6. Depois da obra, começa outro desafio: movimentar materiais
Muita gente acredita que os desafios terminam quando a construção fica pronta.
Na prática, empresas, indústrias e centros logísticos enfrentam diariamente outra necessidade importante: movimentar cargas com segurança e eficiência.
É por isso que soluções como paleteiras e empilhadeiras fazem parte da rotina de diversos segmentos, facilitando operações internas e reduzindo o esforço físico das equipes.

7. Cada etapa da obra exige uma solução diferente
Talvez o maior erro de quem constrói seja acreditar que existe um único equipamento capaz de atender toda a obra. Na prática, cada fase apresenta necessidades específicas.
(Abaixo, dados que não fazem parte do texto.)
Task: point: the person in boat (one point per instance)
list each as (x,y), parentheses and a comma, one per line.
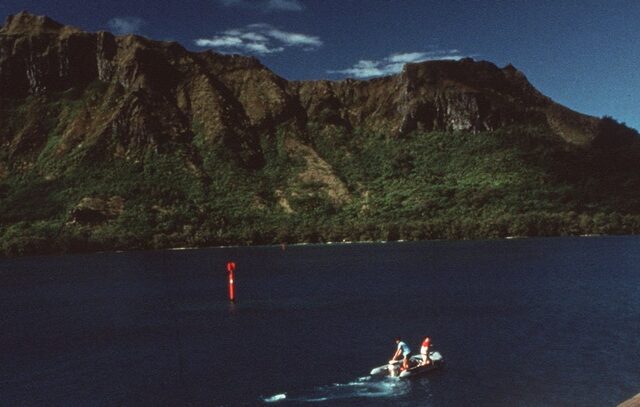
(403,351)
(424,351)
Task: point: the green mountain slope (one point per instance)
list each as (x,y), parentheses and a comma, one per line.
(125,143)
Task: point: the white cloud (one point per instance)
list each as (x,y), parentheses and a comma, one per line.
(294,39)
(265,5)
(394,63)
(287,5)
(125,25)
(259,39)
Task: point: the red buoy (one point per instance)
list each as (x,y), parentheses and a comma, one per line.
(231,266)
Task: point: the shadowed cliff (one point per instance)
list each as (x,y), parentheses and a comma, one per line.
(125,142)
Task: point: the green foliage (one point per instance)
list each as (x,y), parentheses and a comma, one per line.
(461,185)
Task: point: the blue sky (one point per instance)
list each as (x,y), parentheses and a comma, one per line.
(584,54)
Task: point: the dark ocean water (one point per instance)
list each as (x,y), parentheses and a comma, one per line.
(535,322)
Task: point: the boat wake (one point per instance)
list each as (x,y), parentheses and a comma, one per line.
(364,387)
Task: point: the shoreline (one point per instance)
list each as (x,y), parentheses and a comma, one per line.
(283,246)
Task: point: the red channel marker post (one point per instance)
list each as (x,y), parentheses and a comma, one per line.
(231,266)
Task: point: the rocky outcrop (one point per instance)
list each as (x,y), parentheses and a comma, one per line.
(93,210)
(131,94)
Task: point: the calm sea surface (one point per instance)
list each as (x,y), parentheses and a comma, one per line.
(535,322)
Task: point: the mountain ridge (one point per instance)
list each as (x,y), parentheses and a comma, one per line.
(77,107)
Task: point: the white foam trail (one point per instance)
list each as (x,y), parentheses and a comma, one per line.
(275,398)
(363,387)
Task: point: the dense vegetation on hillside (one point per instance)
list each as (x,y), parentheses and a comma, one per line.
(517,181)
(121,142)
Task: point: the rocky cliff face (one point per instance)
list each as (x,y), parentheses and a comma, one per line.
(123,142)
(153,93)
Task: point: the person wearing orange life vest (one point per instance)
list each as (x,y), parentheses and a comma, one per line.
(424,351)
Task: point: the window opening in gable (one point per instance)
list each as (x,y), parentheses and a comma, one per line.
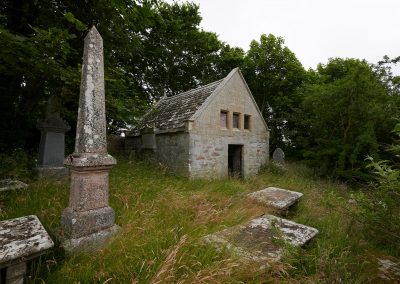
(246,122)
(224,118)
(235,121)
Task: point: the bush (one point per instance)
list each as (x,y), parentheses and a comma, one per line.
(380,206)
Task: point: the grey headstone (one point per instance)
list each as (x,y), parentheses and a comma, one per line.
(277,198)
(9,184)
(257,240)
(88,221)
(52,142)
(278,156)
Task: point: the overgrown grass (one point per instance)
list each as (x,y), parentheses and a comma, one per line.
(163,216)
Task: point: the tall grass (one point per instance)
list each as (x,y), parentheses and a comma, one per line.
(163,216)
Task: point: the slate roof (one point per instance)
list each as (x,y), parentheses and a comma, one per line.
(171,113)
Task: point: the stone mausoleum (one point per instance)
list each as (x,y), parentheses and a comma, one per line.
(210,132)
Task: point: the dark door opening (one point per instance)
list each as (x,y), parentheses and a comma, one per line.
(235,160)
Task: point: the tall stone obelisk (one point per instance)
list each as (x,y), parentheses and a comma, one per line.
(88,220)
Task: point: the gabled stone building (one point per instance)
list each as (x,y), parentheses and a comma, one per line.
(213,131)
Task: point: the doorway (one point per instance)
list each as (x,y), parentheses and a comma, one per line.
(235,160)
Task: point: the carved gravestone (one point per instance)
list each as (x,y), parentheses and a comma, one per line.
(52,142)
(88,221)
(278,156)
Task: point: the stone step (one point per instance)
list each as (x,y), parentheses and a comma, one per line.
(275,197)
(263,238)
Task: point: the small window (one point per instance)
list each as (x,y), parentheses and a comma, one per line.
(246,122)
(235,121)
(224,119)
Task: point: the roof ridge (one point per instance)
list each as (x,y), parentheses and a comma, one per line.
(195,89)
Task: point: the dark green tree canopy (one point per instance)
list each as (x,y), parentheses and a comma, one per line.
(346,113)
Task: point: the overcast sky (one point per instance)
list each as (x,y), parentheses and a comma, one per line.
(314,30)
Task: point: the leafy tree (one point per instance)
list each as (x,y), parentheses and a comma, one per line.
(380,204)
(274,74)
(150,48)
(345,111)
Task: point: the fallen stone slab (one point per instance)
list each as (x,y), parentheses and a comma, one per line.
(277,198)
(263,238)
(21,239)
(9,184)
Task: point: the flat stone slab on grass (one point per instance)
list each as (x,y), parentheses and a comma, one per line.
(277,198)
(261,238)
(9,184)
(22,239)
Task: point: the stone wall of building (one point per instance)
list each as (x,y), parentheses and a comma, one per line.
(170,149)
(209,140)
(173,151)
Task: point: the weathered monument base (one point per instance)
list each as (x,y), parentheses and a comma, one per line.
(88,222)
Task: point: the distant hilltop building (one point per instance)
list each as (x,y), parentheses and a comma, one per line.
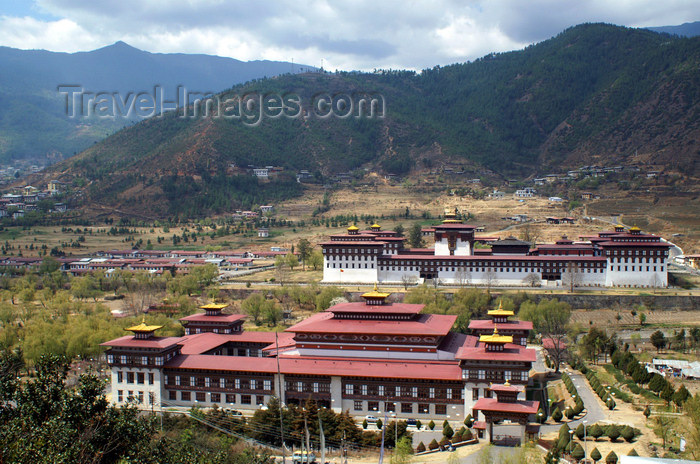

É justamente essa realidade que a Menegotti acompanha há décadas. Conhecida nacionalmente pelas betoneiras, a empresa ampliou sua atuação ao longo dos anos observando as demandas que surgiam nos canteiros de obras. Hoje, seu portfólio reúne soluções que acompanham praticamente toda a jornada da construção, desde a preparação do terreno até o acabamento, além de atender operações de logística, indústria e geração de energia.
Além de ampliar a linha de produtos, essa evolução reflete o aprendizado acumulado ao lado de quem constrói todos os dias.



Como isso impacta sua vida?
Construir ou reformar continua sendo um dos maiores investimentos da vida de muitas famílias. Conhecer os desafios mais comuns antes de iniciar a obra ajuda a evitar desperdícios, reduzir imprevistos e tomar decisões mais conscientes em cada etapa do projeto.
Na avaliação dos especialistas da Menegotti, a diferença entre uma obra tranquila e uma sequência de problemas raramente está em um único fator. Ela costuma ser resultado de planejamento, experiência e da escolha das soluções mais adequadas para cada fase. É justamente essa vivência de décadas ao lado da construção civil que permitiu à empresa desenvolver tecnologias que hoje acompanham muito mais do que a mistura do concreto: acompanham toda a jornada de quem transforma um projeto em realidade.